Although “consideration of vocational evidence is unnecessary where the evidence in the administrative record supports the conclusion that the claimant does not have an impairment which would prevent him from performing some identifiable job,” McKenzie v. Gen. Tel. Co. of Cal., 41 F.3d 1310, 1316-17 (9th Cir.1994) (emphasis added), the record in this case does not demonstrate that consideration of vocational evidence was “unnecessary.”1 See id. (adopting the principle that this court [601]*601decides “on a case-by-case basis, whether under the particular facts the plan administrator abused its discretion by not obtaining the opinion of a vocational rehabilitation expert”), abrogated on another issue by Saffon v. Wells Fargo & Co. Long Term Disability Plan, 522 F.3d 863 (9th Cir.2008). In the absence of vocational testimony that there was, in fact, a job that Moore could perform given his substantial impairments, the Board’s decision to terminate Moore benefits was not “based upon a reasonable interpretation of the [Pjlan’s terms.” See Boyd, 410 F.3d at 1178 (quotation removed).2 Moore’s claim that California state law applies to his claim, however, is without merit.
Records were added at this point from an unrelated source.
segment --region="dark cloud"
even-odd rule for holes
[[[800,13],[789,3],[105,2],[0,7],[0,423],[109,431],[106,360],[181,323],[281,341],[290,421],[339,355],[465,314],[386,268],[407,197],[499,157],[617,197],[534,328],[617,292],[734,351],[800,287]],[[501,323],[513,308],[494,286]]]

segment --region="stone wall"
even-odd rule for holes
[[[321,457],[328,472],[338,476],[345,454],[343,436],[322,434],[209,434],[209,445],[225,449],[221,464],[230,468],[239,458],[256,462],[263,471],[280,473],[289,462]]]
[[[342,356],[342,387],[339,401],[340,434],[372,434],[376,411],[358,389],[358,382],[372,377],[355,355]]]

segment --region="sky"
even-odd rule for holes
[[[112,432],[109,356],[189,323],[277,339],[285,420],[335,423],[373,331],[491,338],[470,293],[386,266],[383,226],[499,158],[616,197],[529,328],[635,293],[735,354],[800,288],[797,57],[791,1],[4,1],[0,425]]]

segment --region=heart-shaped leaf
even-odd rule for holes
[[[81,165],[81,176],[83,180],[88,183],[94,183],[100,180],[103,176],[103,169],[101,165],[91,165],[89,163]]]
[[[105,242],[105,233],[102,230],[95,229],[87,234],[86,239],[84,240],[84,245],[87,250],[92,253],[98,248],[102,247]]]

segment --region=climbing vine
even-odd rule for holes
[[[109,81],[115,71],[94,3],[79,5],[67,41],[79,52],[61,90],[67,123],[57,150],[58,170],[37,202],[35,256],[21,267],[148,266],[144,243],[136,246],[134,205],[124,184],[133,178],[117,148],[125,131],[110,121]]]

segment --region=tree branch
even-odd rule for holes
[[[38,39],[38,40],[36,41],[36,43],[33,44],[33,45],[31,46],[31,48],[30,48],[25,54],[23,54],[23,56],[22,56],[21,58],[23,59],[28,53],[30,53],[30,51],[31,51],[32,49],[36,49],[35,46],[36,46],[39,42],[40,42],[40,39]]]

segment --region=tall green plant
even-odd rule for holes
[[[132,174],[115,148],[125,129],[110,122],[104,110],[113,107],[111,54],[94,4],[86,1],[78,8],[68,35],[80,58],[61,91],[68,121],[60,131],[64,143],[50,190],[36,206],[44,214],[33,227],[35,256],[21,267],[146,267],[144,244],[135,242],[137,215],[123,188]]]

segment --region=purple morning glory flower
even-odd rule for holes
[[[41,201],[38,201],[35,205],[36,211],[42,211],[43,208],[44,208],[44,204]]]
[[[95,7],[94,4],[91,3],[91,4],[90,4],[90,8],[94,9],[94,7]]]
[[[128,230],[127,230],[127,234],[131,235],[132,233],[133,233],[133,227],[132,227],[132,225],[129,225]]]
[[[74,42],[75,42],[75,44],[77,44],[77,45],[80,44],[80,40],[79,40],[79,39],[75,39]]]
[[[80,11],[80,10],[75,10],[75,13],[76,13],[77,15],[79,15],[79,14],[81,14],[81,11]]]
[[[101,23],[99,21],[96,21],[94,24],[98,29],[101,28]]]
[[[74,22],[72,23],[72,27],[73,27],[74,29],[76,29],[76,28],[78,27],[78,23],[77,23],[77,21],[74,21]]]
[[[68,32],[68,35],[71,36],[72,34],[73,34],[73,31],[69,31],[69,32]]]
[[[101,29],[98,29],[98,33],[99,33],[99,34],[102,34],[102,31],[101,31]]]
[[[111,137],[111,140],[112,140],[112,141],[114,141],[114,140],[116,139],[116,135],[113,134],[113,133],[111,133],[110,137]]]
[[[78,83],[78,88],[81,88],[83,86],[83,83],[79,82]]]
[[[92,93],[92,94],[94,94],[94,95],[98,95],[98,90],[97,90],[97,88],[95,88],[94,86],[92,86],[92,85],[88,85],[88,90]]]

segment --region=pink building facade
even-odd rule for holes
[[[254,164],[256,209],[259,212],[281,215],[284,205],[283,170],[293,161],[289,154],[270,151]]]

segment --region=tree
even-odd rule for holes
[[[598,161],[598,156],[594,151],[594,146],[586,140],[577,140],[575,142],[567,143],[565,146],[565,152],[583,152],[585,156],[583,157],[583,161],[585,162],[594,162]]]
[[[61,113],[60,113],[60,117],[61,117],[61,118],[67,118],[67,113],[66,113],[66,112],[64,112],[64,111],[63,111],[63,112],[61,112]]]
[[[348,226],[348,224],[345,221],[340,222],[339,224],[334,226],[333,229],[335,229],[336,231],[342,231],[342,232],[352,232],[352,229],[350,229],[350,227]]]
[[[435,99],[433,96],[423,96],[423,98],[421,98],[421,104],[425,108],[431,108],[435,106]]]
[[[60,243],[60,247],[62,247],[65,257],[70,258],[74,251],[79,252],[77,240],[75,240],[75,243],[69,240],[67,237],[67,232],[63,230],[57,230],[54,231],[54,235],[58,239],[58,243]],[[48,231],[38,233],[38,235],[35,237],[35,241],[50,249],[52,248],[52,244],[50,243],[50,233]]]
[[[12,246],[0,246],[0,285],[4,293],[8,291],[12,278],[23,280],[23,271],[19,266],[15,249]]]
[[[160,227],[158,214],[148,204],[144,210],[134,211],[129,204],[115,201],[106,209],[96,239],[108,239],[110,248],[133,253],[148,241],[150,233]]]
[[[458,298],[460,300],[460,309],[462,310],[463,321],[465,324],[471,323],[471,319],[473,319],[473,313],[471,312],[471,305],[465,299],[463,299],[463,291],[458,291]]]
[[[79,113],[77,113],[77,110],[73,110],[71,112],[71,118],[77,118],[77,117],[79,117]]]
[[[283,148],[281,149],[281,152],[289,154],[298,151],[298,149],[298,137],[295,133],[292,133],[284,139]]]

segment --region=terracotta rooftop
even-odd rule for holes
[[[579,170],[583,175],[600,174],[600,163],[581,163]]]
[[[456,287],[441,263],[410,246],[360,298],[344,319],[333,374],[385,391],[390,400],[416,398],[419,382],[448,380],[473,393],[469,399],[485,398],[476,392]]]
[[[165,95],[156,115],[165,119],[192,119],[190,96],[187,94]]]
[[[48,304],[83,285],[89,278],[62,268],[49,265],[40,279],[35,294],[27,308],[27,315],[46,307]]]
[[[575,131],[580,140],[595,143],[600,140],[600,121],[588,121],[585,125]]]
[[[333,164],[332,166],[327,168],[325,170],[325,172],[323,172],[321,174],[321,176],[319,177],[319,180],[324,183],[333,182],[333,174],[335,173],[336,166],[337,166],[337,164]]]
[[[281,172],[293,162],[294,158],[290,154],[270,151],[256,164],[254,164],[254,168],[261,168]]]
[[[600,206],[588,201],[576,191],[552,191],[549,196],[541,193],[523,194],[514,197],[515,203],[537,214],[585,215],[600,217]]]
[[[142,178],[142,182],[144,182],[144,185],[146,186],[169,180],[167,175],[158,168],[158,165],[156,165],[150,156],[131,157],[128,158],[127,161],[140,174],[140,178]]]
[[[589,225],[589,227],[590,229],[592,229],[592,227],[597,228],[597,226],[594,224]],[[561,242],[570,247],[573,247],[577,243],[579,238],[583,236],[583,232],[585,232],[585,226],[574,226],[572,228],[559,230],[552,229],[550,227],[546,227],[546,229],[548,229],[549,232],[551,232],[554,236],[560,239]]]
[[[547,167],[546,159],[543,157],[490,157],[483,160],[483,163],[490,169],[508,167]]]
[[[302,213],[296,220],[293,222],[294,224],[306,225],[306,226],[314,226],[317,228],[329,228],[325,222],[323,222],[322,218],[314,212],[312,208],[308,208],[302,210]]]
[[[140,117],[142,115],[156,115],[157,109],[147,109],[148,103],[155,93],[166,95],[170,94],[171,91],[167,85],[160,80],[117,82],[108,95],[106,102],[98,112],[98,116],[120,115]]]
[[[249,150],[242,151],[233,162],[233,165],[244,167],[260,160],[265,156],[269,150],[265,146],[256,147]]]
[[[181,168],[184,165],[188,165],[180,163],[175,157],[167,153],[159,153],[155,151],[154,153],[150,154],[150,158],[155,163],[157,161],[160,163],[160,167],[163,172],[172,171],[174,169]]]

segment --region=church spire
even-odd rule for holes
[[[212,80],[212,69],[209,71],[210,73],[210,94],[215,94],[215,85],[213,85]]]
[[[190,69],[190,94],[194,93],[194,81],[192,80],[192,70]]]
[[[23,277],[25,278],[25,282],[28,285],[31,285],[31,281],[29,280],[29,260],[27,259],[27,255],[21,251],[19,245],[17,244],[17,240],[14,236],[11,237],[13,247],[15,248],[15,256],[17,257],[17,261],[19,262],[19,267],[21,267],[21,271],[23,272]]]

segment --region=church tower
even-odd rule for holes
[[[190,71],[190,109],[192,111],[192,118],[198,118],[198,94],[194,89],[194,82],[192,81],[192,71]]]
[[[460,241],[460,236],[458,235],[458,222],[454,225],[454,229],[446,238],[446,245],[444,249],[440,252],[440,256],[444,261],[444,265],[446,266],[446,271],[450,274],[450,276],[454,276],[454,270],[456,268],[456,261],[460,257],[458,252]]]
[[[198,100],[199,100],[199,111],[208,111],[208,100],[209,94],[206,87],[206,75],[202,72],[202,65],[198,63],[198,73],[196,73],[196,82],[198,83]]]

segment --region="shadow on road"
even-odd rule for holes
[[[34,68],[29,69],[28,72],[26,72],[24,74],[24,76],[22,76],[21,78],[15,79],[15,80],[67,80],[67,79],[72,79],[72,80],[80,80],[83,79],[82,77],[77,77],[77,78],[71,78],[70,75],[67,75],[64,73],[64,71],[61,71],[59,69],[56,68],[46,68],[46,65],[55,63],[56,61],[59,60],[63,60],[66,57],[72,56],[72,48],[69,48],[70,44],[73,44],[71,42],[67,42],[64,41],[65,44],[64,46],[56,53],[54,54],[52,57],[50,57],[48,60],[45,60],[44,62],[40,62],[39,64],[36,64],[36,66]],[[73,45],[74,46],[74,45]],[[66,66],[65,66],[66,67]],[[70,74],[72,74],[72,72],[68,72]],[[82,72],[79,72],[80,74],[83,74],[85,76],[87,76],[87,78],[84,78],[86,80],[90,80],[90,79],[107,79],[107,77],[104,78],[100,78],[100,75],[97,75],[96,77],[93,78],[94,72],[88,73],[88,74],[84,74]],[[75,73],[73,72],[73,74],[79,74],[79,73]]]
We reverse and remand to the district court with instructions to remand to the Plan for consideration of appropriate vocational evidence, including but not limited to the opinion of a vocational rehabilitation expert.
REVERSED AND REMANDED, with instructions.
This disposition is not appropriate for publication and is not precedent except as provided by 9th Cir. R. 36-3.